Learning Python - Mark Lutz [114]
>>> 'SPAM'.join(['eggs', 'sausage', 'ham', 'toast'])
'eggsSPAMsausageSPAMhamSPAMtoast'
In fact, joining substrings all at once this way often runs much faster than concatenating them individually. Be sure to also see the earlier note about the mutable bytearray string in Python 3.0 and 2.6, described fully in Chapter 36; because it may be changed in place, it offers an alternative to this list/join combination for some kinds of text that must be changed often.
String Method Examples: Parsing Text
Another common role for string methods is as a simple form of text parsing—that is, analyzing structure and extracting substrings. To extract substrings at fixed offsets, we can employ slicing techniques:
>>> line = 'aaa bbb ccc'
>>> col1 = line[0:3]
>>> col3 = line[8:]
>>> col1
'aaa'
>>> col3
'ccc'
Here, the columns of data appear at fixed offsets and so may be sliced out of the original string. This technique passes for parsing, as long as the components of your data have fixed positions. If instead some sort of delimiter separates the data, you can pull out its components by splitting. This will work even if the data may show up at arbitrary positions within the string:
>>> line = 'aaa bbb ccc'
>>> cols = line.split()
>>> cols
['aaa', 'bbb', 'ccc']
The string split method chops up a string into a list of substrings, around a delimiter string. We didn’t pass a delimiter in the prior example, so it defaults to whitespace—the string is split at groups of one or more spaces, tabs, and newlines, and we get back a list of the resulting substrings. In other applications, more tangible delimiters may separate the data.
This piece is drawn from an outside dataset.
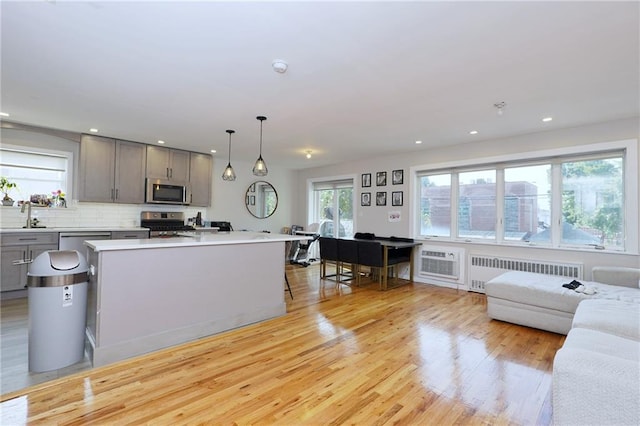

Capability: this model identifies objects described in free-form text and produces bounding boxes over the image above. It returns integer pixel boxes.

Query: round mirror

This example splits (and hence parses) the string at commas, a separator common in data returned by some database tools:
>>> line = 'bob,hacker,40'
>>> line.split(',')
['bob', 'hacker', '40']
Delimiters can be longer than a single character, too:
>>> line = "i'mSPAMaSPAMlumberjack"
>>> line.split("SPAM")
["i'm", 'a', 'lumberjack']
Although there are limits to the parsing potential of slicing and splitting, both run very fast and can handle basic text-extraction chores.
Other Common String Methods in Action
Other string methods have more focused roles—for example, to strip off whitespace at the end of a line of text, perform case conversions, test content, and test for a substring at the end or front:
>>> line = "The knights who say Ni!\n"
>>> line.rstrip()
'The knights who say Ni!'
>>> line.upper()
'THE KNIGHTS WHO SAY NI!\n'
>>> line.isalpha()
False
>>> line.endswith('Ni!\n')
True
>>> line.startswith('The')
True
Alternative techniques can also sometimes be used to achieve the same results as string methods—the in membership operator can be used to test for the presence of a substring, for instance, and length and slicing operations can be used to mimic endswith:
>>> line
'The knights who say Ni!\n'
>>> line.find('Ni') != −1 # Search via method call or expression
True
>>> 'Ni' in line
True
>>> sub = 'Ni!\n'
>>> line.endswith(sub) # End test via method call or slice
True
>>> line[-len(sub):] == sub
True
See also the format string formatting method described later in this chapter; it provides more advanced substitution tools that combine many operations in a single step.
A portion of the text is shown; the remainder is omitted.